The product of a tough, impoverished upbringing, African American actor Robert Guillaume fought his way out of the St. Louis slums by virtue of talent, persistence and an unwillingness to bow down to anyone. After military service and college, Guillaume held down short-term jobs ranging from cook to streetcar conductor, all the while training his voice for potential musical comedy work--training that paid off with his first Broadway show, 1961's Kwamina. Among his many stage credits were the musical versions of Golden Boy (with Sammy Davis Jr.) and Purlie Victorious, and the long-running review Jacques Brel is Alive and Well and Living in Paris. When New York stage work was scarce, Guillaume created his own opportunities by giving one-man concerts. After guesting in several of the black-oriented TV sitcoms of the 1970s, Guillaume was cast in 1977 as the imperious, outspoken family retainer Benson in the daytime-drama parody Soap (the actor would be first to admit that many of Benson's more contentious traits sprang from Guillaume's own prickly personality). The role won Guillaume a 1978 Emmy as "Outstanding Supporting Actor." In 1979, Guillaume carried over his Soap role into his own starring series, the now classic sitcom Benson, which ran until 1986 and which won Guillaume another Emmy, this time as "Outstanding Lead Actor." Robert Guillaume also headlined the appropriately titled 1989 series The Robert Guillaume Show, wherein for approximately five months he starred as divorced marriage counselor Edward Sawyer. In the several years to follow, Guillaume would star in shows like Sports night, as well as a number of films like Big Fish and Satin.
Biography by Hal Erickson
- Raised by his maternal grandmother.
- Served in the United States Army between high school and college; received an honorable discharge.

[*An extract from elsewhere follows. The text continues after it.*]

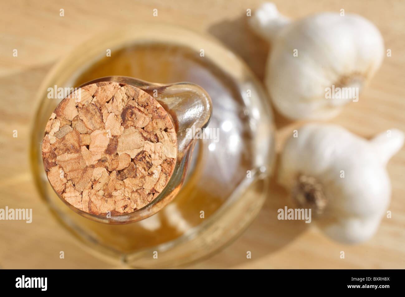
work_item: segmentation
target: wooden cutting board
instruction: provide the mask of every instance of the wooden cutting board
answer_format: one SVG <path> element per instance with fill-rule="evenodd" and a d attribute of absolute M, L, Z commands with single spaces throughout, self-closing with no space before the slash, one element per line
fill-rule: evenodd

- Made his Broadway debut in Kwamina in 1961.
- Played sarcastic butler Benson on Soap for two years; the character was then spun-off into his own show, Benson.
- In 1990, replaced Michael Crawford in the lead role in the Los Angeles production of Phantom of the Opera, becoming the first African American to perform the role.
- With wife Donna Brown Guillaume, started the Confetti Entertainment Company, which publishes read-along books and tapes, and is the inspiration behind the award-winning animated HBO series Happily Ever After: Fairy Tales for Every Child.
- Released a CD of show tunes in 1996 called This Is the Moment.
- Suffered a stroke on the set of the comedy Sports Night in 1999, but convinced the producers to write it into the show, allowing him to return.